First State Super in breach of Privacy Act
7 June 2012
Some seven months after a highly publicised incident involving a flaw in First State Super’s members online application, the Australian Privacy Commissioner Timothy Pilgrim released the findings from its investigations – which found First State Super (FSS) in breach of the Data Security Principle included in the Privacy Act.
The Privacy Commissioner’s investigation found that FSS did not disclose information to a third party. However, the Commissioner did find that FSS had not taken reasonable steps to protect the personal information held in the member section of its website from unauthorised access.
Private security consultant Patrick Webster first reported the application vulnerability in October 2011, becoming aware of it while viewing his own online information. After running a program which demonstrated that the flaw was serious – giving him access to the records of 568 other FSS members (largely NSW public servants) by entering a member number in the URL – Webster reported his findings to FSS. FSS took immediate action – which included notifying the NSW Police but which did not include notification of all 77,000 members or immediate notification to those affected by Webster’s exploitation of the flaw.
A third party - Pillar Administration - were responsible for maintaining the site which included ensuring security. They advised at the time that they were aware of the unauthorised access by Webster (through system alerts) but were not aware of the actual application flaw. Pillar later revealed that three other superannuation funds it administers were also affected.
In November 2011, it was reported that the federal government had followed up the problem with Pillar Administration who were set to take over the super fund for federal politicians, police, ASIO spies, department heads and other federal public servants. The federal government ordered an immediate independent IT review of Pillar's systems as a result of which "remedial security enhancements" were agreed to be implemented.
First State Super was criticised for failing to inform customers and Pillar faced allegations from a former IT staffer that it knew of the security flaw for years and did nothing. Some experts also questioned whether Pillar really did have alerts in place for when a member accessed another member’s statement - arguing that if Pillar was aware enough of the security flaw to design an alert around it, then it doesn't make sense that the flaw was not fixed.
Privacy Commissioner’s Report
In its investigation the Privacy Commissioner found that personal information that could be downloaded from FSS included member names and addresses, details of superannuation account transactions, balances and members' ages. It did not include date of birth or financial details.
According to the report, FSS had conducted its own penetration tests prior to the incident with its contracted auditing firm, Pillar Administration, performing over 200 security tests, but failing to reveal the flaw Webster would later point out. This was due to the tests' scope being restricted to a small area of FSS' activities, and thus completely missing the vulnerability.

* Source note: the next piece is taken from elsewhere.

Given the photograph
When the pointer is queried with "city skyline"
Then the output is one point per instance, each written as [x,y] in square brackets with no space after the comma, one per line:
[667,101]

The commissioner's report accepts that system alerting was in place - noting that Pillar's website monitoring system had detected an anomaly prior to Webster notifying FSS, and even if Webster had not informed the superannuation fund, it should have been able to close its vulnerabilities.
"In the Commissioner's view, FSS would therefore have had the capacity to remedy this flaw in its system, even if it had not been advised of the vulnerability by [Webster]. However, because testing was limited, the vulnerability was not discovered until it had already been exploited," the report read.
Due to FSS' inaction prior to the incident, the report concludes that FSS breached National Privacy Principle 4.1, which "requires organisations to take 'reasonable steps' to protect the personal information they hold, from misuse and loss, and from unauthorised access, modification or disclosure".
The Commissioner made no further adverse finding in relation to FSS, acknowledging “the speed with which FSS acted when they became aware of the incident, immediately containing the incident, notifying affected members and commencing an internal investigation.” These factors led the commissioner to cease its investigation on the basis that "the response to this incident appears adequate in the circumstances".
First State Super’s Response
FSS has accepted the finding of the failure to take reasonable security measures though it has been at pains to state that "at no time was there any opportunity for fraudulent transactions to occur."
As well reference has been made to the stringent security measures now in place, including “regular ongoing security testing and reporting by highly regarded, independent specialist IT security consultants."
This decision makes it clear again that a co-operative attitude works best – this investigation being closed without any serious adverse comments by the Commissioner. It is likely that the adverse media coverage, together with the reactions from other customers, had a bigger impact on First State Super then the Commissioner’s findings. This is a good outcome if the result is better security measures.
It is interesting that the Commissioner didn’t take opportunity to investigate Pillar further, given the widely reported use of similar applications in a number of other large Commonwealth government agencies, in respect of which the Commissioner already has the power to audit.
Given the proposed amendments to the Commissioner’s power, there might be different result in future – such as requirement for independent expert’s report to be made available to the PC.